-
Notifications
You must be signed in to change notification settings - Fork 260
Description
Summary
Add a configuration option to enable Spark-compatible expression behavior by registering functions from the datafusion-spark crate. This would help users migrating from Spark get more consistent behavior without requiring a full Spark Connect implementation.
Motivation
Ballista aims to be a compelling alternative to Apache Spark.

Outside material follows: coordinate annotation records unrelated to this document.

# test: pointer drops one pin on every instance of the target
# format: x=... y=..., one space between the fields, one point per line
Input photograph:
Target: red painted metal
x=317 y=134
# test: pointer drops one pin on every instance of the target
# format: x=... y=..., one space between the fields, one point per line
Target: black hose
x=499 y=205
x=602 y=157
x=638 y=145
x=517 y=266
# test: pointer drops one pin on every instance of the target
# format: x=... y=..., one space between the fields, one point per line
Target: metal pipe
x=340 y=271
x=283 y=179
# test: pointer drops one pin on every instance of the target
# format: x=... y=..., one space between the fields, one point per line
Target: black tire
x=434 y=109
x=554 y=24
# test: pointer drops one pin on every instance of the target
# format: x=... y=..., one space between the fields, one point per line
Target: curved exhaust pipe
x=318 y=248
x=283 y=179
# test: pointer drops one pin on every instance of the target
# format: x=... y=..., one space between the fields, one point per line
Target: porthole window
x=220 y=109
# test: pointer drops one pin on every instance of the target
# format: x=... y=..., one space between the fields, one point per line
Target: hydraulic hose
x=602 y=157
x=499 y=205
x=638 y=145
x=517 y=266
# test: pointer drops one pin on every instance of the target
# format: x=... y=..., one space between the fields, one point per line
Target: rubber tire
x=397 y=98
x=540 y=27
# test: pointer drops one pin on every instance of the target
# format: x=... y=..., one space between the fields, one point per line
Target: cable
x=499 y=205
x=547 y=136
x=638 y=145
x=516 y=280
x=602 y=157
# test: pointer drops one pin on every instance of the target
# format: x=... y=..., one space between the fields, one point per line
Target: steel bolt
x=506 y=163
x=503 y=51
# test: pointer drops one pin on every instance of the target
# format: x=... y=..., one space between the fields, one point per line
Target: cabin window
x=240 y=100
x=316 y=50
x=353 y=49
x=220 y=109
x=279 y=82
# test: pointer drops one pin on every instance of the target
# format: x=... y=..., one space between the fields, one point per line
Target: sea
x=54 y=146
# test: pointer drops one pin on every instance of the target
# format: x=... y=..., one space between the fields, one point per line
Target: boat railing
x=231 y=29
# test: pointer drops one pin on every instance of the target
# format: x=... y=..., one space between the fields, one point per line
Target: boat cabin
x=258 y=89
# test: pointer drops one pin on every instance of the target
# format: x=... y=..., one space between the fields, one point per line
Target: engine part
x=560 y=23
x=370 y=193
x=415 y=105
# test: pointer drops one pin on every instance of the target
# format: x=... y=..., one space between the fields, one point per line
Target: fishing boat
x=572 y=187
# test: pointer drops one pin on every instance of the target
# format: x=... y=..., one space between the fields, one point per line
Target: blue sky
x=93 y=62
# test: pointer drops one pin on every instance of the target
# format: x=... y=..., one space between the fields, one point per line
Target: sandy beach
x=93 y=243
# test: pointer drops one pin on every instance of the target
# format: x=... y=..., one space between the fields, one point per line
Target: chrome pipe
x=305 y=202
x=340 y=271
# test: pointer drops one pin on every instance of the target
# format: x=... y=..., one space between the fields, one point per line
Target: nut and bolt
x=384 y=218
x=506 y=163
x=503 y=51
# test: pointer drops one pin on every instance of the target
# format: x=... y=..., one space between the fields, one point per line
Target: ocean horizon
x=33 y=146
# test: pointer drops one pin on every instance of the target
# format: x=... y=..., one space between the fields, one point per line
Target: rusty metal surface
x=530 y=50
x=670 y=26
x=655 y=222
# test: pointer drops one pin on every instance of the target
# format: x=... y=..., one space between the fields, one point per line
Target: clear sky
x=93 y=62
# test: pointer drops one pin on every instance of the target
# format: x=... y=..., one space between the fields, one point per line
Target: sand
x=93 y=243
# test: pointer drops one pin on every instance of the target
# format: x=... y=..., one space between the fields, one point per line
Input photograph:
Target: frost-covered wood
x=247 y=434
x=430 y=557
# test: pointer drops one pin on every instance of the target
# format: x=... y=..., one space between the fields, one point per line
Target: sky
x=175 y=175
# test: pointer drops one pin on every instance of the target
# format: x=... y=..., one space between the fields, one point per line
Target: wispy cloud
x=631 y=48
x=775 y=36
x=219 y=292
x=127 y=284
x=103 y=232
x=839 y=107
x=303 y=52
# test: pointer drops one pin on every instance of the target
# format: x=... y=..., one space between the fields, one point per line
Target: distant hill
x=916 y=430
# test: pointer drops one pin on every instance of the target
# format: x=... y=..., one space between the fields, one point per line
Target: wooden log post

While full Spark Connect protocol support is being addressed by other projects like LakeSail Sail, there's a simpler improvement that would help Spark users: ensuring expression/function behavior matches Spark semantics.
The datafusion-spark crate (version 51.0.0, maintained alongside DataFusion) provides:
- Spark-compatible scalar functions
- Spark-compatible aggregate functions
- Spark-compatible window functions
- Spark-compatible table functions
These functions implement Spark's specific semantics which can differ from DataFusion's defaults (e.g., null handling, type coercion, edge cases).
Proposed Solution
New Configuration Option
Add a new Ballista configuration key:
pub const BALLISTA_SPARK_COMPAT_MODE: &str = "ballista.spark_compat_mode";With the config entry:
ConfigEntry::new(
BALLISTA_SPARK_COMPAT_MODE.to_string(),
"Enable Spark compatibility mode which registers Spark-compatible expressions from datafusion-spark".to_string(),
DataType::Boolean,
Some("false".to_string())
)Implementation
When ballista.spark_compat_mode is enabled:
- Scheduler side: Register datafusion-spark functions when creating the SessionContext
- Executor side: Ensure the same functions are available during plan execution
use datafusion_spark::register_all;
if config.spark_compat_mode() {
register_all(&mut ctx)?;
}Feature Flag
Add an optional feature to ballista-core and ballista-scheduler:
[features]
spark-compat = ["datafusion-spark"]
[dependencies]
datafusion-spark = { version = "51", optional = true }This keeps the dependency optional for users who don't need Spark compatibility.
Usage
CLI
ballista-scheduler --spark-compat-mode
ballista-executor --spark-compat-modeEnvironment Variable
BALLISTA_SPARK_COMPAT_MODE=true ballista-schedulerProgrammatic
let config = BallistaConfig::builder()
.set(BALLISTA_SPARK_COMPAT_MODE, "true")
.build()?;Benefits
- Low effort, high value: Leverages existing datafusion-spark crate
- Incremental migration path: Users can test Spark compatibility without full commitment
- Transparent: Clear config flag makes behavior explicit
- Optional: Feature-flagged to avoid bloating builds for users who don't need it
Future Extensions
This could be extended to include:
- Spark SQL dialect parsing (when available in DataFusion)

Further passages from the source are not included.